I read the link that Google also does Super Resolution (SR) but then applies Cascaded Diffusion Modeling to further improve the SR output, thereby claiming superior results to other methods according to their subjective tests.
For me, AI stuff is double-Dutch and I have no use for it - myself preferring to stick with original captures and to never re-sample upward. In other words, if more "detail" is required: use a longer lens or step closer.
Last edited by xpatUSA; 18th January 2022 at 01:54 PM.
STepping closer or using a longer lens isn't always an option, and for those of us who print and therefore need a lot more pixels than you need on screen, some form of upsampling is unavoidable in many instances.
What I find intriguing is the difference between traditional and AI-based upsampling. The traditional methods, which use methods like bucubic and nearest neighbor sampling, can be described by mathematical algorithms. If you dig a bit, you can find the math online. The software is simply doing that math. If I understand correctly, the AI-based upsampling is fundamentally different; the software includes a summary of the patterns the computer (theirs, not yours) found in examing a very large number of test images. In that respect, it's similar to AI-based selection methods. And I think for now, one can expect the same result: sometimes they will work better, sometimes they won't work as well, and the only way to be certain is to try.

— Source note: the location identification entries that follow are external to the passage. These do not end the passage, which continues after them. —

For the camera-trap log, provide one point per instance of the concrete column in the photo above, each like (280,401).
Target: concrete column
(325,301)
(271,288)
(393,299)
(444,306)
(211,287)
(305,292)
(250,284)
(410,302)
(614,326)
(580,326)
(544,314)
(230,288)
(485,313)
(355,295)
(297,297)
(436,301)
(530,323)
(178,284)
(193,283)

I played long ago with something also called Super-Resolution.
Following an article in PetaPixel (presumably culled from elsewhere) one would:
1) Take about 7-14shots hand-held.
2) Align the images e.g. align_image_stack.exe
3) Upsize (er, impute) them Nearest Neighbor by an integer factor.
4) Merge them, e.g. enfuse.exe.
IIRC.
No additional Math involved.
Apparently gooder that upsizing by simple bicubic or NN..
Maybe so ...If I understand correctly, the AI-based upsampling is fundamentally different; the software includes a summary of the patterns the computer (theirs, not yours) found in examing a very large number of test images. In that respect, it's similar to AI-based selection methods. And I think for now, one can expect the same result: sometimes they will work better, sometimes they won't work as well, and the only way to be certain is to try.
Last edited by xpatUSA; 18th January 2022 at 06:42 PM.